Note. Intercept provides the baseline classification accuracy expected if all clinical measures were zero (and participant has bulbar-onset ALS). The coefficients for each variable then indicates the expected increase (or decrease) in classifier accuracy corresponding to a unit increase in that variable. Region of onset is binary (either bulbar or spinal). SE = standard error; CI = confidence interval.

Figure 5.

Figure 5.

Scatter plot of participant-level classification accuracy versus intelligible speaking rate for the participants included in this study. The included line of best fit helps to illustrate the inverse relationship between these two variables.

Discussion

This article investigated the efficacy of using the spatiotemporal correlation structure of kinematic articulation movements during speech production for detecting ALS. We also investigated how characteristics of the disease, particularly the region of onset, affected the ability of the proposed system to detect the disease in specific individuals. In addressing our first question, the proposed model attained a sensitivity of .5318, a specificity of .8125, and balanced accuracy of 67.21%. Although this detection performance is significantly higher than chance and thus indicates the proposed correlation structure analysis is able to capture some useful information about the changes in articulatory coordination resulting from ALS, this system falls slightly short of the performance level of two previously published systems that perform detection based on audio or visual data. Bandini, Green, Taati, et al. (2018) reported a 74.3% accuracy using logistic regression to classify ALS based on motion trajectories extracted from recorded video data visual motion trajectories. An et al. (2018) achieved 76.2% accuracy in detecting a highly intelligible set of participants based on the spectrogram of phrase-level audio data. As we found in our experiment, both of these studies showed that significant improvements in classification performance could be attained by aggregating predictions across multiple samples. The highest detection performance reported in the literature came from using deep learning for multimodal classification based on a combination of acoustic and kinematic data to achieve an accuracy of 96.53% (Wang, Kothalkar, Kim, et al., 2016). Although it is difficult to compare the performance of disparate models that are evaluated on different participant groups, research in this area continuously highlighted the benefits of aggregating information from different recording tasks and different data modalities in developing predictive models.

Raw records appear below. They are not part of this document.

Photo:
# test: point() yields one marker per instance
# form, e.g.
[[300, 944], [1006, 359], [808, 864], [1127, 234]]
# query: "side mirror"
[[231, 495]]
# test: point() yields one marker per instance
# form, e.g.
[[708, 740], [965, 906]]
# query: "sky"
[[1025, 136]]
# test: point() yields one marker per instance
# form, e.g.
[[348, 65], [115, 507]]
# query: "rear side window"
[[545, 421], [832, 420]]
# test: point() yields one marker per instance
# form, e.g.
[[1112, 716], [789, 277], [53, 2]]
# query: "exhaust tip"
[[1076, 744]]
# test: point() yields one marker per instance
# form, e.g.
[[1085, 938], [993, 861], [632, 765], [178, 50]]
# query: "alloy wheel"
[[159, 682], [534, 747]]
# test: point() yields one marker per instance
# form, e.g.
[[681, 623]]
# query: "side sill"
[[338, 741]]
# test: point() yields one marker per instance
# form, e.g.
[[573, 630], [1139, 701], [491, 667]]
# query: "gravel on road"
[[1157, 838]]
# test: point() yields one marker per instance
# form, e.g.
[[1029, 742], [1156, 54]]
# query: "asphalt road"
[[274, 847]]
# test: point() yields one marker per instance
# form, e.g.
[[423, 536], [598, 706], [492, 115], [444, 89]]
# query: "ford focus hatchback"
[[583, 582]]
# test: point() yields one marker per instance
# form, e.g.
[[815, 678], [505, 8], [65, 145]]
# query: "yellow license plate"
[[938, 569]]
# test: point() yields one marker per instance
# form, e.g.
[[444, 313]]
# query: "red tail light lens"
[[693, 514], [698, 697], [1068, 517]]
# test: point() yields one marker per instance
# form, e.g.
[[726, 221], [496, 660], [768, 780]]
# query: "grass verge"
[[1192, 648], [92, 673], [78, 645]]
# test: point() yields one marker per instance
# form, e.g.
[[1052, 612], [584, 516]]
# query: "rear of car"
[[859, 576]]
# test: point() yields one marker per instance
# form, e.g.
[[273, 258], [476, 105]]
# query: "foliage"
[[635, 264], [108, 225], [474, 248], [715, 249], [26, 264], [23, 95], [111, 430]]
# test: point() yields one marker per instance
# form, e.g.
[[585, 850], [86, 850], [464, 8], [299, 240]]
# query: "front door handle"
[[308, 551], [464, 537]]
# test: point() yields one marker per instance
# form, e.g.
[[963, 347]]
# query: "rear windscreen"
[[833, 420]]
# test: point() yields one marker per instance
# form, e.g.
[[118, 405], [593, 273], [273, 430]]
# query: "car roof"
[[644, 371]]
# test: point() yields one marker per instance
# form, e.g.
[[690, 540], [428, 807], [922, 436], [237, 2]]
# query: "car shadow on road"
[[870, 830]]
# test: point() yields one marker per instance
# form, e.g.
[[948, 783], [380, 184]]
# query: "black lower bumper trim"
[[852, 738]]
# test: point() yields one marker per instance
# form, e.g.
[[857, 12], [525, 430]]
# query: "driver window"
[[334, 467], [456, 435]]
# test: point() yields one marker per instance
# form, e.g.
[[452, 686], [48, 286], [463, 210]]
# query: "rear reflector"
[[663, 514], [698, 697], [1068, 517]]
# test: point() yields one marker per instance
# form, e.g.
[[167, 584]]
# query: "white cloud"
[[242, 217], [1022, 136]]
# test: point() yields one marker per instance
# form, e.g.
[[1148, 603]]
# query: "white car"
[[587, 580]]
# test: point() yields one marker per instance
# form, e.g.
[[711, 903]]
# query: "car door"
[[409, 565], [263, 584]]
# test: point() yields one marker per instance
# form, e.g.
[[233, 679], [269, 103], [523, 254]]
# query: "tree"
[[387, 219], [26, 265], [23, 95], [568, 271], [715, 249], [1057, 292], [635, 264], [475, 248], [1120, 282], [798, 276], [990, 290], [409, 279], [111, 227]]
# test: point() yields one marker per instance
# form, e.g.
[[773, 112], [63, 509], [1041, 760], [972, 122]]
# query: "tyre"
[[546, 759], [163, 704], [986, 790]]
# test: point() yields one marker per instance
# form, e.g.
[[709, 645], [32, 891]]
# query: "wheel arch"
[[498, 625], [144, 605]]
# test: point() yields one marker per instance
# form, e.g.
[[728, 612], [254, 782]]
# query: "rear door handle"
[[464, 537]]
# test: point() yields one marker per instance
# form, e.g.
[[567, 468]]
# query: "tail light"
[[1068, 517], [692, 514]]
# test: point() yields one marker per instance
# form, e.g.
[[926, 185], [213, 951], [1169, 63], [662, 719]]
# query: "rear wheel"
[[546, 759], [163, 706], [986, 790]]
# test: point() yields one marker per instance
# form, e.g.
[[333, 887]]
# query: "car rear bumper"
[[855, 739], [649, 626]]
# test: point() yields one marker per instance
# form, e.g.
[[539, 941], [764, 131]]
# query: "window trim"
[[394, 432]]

There are several potential ways that the performance of the proposed system could be improved. Although the sensors used in this article were chosen based on evidence from prior research showing the tongue and lip as the most sensitive markers for bulbar dysfunction (DePaul & Brooks, 1993; Green et al., 2013; Mefferd et al., 2012), jaw kinematics have shown sensitivity in capturing articulatory changes related to ALS (Bandini, Green, Wang, et al., 2018; Rong et al., 2015). Thus, the inclusion of jaw kinematics could improve the sensitivity of the proposed model. As previously stated, the inclusion of audio data could help capture important characteristics of speech related to phonation that are difficult to assess from kinematic motion data alone. As we demonstrated in this article, aggregating predictions across a larger group of speech kinematic data can also help overcome errors that are localized to specific stimuli and improve model performance. Although there are certainly ways to improve the performance of the proposed model, approaching this challenge in this difficult setting (single-phrase predictions based on only kinematic motion data) creates a good framework for assessing the model errors and determining what clinical factors they may be correlated with.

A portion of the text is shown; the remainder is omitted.